Il ne m’appartient pas de me dire l’ami de M. le duc de Choiseul, comme Horace l’était de Mécène ; mais il m’honore de sa protection. Sachez que, dans le temps même que vous ne vous adressiez pas à votre ami pour une affaire essentielle qui peut vous compromettre autant que moi-même, M. le duc de Choiseul, accablé d’affaires, parlait à monsieur le vice-chancelier pour un maître des comptes, beau-frère de Mlle Corneille qui a épousé M. Dupuits. M. le duc de Choiseul, qui ne connaît ni M. Dupuits ni ce maître des comptes, faisait un mémoire à ma seule recommandation, le donnait à M. de Maupeou, m’envoyait copie du mémoire, m’envoyait une lettre de quatre pages de monsieur le vice-chancelier sur cette affaire de bibus. Voilà comme on en agit quand on veut obliger, quand on veut se faire des créatures. M. le duc de Choiseul a tiré deux hommes[1] des galères à ma seule prière, et a forcé M. le comte de Saint-Florentin à faire cette grâce. Je ne connaissais pas assurément ces deux galériens ; ils m’étaient seulement recommandés par un ami.
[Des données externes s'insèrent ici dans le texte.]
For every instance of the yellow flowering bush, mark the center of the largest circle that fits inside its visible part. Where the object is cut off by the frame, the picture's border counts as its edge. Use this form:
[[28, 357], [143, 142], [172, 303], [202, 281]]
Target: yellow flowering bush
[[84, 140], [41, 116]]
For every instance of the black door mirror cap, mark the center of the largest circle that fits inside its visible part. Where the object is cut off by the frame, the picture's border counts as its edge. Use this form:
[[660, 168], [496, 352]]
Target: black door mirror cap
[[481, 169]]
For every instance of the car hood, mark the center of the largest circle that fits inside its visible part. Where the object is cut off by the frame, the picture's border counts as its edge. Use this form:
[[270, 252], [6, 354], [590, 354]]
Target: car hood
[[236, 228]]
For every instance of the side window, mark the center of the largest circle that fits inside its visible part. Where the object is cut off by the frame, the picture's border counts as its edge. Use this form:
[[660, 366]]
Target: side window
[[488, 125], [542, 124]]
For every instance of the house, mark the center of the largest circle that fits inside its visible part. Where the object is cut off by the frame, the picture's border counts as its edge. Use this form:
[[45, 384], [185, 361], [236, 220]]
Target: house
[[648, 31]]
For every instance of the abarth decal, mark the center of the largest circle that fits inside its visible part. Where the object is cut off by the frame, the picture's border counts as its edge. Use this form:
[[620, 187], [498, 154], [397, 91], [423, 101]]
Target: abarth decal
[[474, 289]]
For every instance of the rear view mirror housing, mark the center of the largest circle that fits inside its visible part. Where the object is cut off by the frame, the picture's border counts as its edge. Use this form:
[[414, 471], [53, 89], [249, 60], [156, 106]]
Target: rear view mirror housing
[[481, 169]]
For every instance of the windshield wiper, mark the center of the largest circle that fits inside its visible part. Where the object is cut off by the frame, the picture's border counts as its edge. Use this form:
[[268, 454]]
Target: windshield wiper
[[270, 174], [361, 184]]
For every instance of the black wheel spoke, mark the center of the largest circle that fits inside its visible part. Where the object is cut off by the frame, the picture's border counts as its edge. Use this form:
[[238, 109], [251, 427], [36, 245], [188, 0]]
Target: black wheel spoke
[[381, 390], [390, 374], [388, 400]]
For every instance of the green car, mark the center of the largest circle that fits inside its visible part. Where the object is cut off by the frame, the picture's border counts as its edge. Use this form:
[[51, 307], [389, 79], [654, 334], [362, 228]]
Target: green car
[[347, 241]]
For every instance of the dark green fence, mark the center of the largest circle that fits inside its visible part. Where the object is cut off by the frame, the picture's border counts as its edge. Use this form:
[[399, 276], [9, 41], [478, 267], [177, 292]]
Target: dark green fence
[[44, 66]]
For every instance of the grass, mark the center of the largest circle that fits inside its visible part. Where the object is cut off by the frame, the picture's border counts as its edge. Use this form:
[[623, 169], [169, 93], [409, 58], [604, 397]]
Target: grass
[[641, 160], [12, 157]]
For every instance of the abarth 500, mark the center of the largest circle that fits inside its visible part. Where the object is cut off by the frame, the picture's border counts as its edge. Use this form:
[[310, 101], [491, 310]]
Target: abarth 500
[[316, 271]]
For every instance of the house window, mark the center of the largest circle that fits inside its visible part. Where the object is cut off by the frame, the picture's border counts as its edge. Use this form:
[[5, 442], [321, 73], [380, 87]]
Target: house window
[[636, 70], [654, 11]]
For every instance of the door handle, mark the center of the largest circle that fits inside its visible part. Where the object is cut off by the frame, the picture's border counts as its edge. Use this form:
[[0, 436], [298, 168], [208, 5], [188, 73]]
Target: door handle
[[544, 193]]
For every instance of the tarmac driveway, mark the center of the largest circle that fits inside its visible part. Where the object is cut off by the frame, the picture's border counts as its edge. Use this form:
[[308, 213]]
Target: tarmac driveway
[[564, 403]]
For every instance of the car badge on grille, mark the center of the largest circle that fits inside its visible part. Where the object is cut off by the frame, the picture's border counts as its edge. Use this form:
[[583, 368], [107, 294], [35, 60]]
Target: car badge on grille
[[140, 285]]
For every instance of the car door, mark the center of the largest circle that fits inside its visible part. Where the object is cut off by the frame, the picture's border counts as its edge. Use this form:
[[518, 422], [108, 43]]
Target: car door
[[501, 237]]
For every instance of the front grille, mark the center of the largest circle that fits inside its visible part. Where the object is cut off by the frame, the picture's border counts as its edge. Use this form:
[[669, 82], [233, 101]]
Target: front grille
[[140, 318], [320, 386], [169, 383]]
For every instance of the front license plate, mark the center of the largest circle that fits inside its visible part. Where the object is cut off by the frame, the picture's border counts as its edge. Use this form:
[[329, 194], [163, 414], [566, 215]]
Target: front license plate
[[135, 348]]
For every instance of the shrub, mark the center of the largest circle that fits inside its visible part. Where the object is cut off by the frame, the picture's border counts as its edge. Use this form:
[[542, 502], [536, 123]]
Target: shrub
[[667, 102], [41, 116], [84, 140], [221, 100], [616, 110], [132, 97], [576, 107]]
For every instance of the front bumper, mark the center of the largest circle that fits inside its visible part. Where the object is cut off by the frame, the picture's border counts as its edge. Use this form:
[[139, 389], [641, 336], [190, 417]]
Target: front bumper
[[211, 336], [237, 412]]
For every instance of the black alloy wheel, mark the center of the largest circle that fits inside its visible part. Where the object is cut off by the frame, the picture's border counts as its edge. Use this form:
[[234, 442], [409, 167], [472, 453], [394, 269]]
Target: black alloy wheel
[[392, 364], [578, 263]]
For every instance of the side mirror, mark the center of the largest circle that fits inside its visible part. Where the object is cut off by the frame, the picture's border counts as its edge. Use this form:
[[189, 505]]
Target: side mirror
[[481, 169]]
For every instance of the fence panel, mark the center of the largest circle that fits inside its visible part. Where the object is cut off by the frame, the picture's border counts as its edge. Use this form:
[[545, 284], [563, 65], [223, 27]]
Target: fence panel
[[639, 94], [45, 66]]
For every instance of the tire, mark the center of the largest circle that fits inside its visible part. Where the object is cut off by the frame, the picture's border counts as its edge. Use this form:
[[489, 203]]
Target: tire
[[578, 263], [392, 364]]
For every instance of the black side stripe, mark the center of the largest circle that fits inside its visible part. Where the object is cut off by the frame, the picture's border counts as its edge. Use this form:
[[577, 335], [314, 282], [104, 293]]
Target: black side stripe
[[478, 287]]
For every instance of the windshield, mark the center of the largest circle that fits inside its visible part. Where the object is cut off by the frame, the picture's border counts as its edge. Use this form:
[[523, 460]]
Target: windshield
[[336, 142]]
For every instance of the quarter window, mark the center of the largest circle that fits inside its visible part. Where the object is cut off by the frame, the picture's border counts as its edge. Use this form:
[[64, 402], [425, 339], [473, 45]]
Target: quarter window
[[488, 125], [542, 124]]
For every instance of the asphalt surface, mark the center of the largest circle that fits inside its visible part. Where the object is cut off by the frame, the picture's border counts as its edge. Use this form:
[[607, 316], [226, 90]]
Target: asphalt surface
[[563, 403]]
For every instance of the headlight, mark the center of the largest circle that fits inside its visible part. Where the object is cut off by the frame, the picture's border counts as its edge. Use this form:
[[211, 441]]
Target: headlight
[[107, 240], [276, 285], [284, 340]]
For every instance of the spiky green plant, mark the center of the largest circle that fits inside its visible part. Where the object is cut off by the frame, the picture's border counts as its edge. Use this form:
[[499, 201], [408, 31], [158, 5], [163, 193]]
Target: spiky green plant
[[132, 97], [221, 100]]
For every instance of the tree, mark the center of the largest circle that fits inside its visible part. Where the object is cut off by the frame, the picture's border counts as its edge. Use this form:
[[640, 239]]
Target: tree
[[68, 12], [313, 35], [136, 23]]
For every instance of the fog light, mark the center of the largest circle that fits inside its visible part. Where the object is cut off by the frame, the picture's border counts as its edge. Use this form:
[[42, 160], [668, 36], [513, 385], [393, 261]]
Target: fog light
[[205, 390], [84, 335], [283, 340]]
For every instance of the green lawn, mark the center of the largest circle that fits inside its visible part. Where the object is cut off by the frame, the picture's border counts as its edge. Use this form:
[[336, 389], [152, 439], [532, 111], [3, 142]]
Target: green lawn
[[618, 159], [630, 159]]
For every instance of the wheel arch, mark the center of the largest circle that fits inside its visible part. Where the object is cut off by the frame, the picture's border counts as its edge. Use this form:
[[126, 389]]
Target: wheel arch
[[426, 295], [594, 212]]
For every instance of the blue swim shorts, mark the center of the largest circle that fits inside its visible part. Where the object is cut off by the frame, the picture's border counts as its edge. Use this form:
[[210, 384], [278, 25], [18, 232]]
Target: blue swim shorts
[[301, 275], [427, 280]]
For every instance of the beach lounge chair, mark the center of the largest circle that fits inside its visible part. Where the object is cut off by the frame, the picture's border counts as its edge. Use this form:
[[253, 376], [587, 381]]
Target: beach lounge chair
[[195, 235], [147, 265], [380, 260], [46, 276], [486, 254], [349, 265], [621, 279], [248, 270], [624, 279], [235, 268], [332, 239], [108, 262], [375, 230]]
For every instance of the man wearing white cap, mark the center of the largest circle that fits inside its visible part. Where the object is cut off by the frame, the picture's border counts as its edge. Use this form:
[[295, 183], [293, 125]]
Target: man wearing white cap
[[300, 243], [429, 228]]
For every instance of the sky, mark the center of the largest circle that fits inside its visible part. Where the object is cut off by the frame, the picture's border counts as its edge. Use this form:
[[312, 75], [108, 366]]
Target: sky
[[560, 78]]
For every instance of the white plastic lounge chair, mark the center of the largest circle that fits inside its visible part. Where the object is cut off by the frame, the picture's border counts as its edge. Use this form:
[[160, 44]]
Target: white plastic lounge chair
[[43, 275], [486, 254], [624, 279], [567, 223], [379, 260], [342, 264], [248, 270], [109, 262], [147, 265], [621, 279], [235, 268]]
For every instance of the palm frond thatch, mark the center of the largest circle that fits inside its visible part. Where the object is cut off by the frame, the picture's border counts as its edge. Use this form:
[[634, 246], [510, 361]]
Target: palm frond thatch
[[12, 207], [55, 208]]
Est-il possible que dans une affaire aussi importante que celle dont il s’agit entre nous, votre ami, qui pouvait tout, soit demeuré tranquille ! Pensez-vous qu’une lettre de Mme la duchesse d’Enville, écrite après coup, ait fait une grande impression, et ne voyez-vous pas que le président du bureau peut, s’il le veut, faire un très-grand mal ?

Quand je vous dis que Le Jeune passe pour être l’associé de Merlin, je vous dis la vérité, parce que La Harpe l’a vu chez Merlin, parce que sa femme elle même a dit à son correspondant qu’elle faisait des affaires avec Merlin. En un mot, pour peu que le président du bureau ait envie de nuire, il pourra très-aisément nuire ; et je vous dirai toujours que cette affaire peut avoir les suites les plus douloureuses si on ne commence par chasser de son poste le scélérat Janin. Dès qu’il sera révoqué, je trouverai bien le moyen de lui faire vider le pays sur-le-champ ; ne vous en mettez pas en peine.

Est-il possible que vous ne vouliez jamais agir ! Quelle difficulté y a-t-il donc d’obtenir de M. de La Reynière ou de M. Rougeot la révocation soudaine d’un misérable et d’un criminel ?

  1. Condamnés pour un délit de chasse commis dans un domaine de la couronne.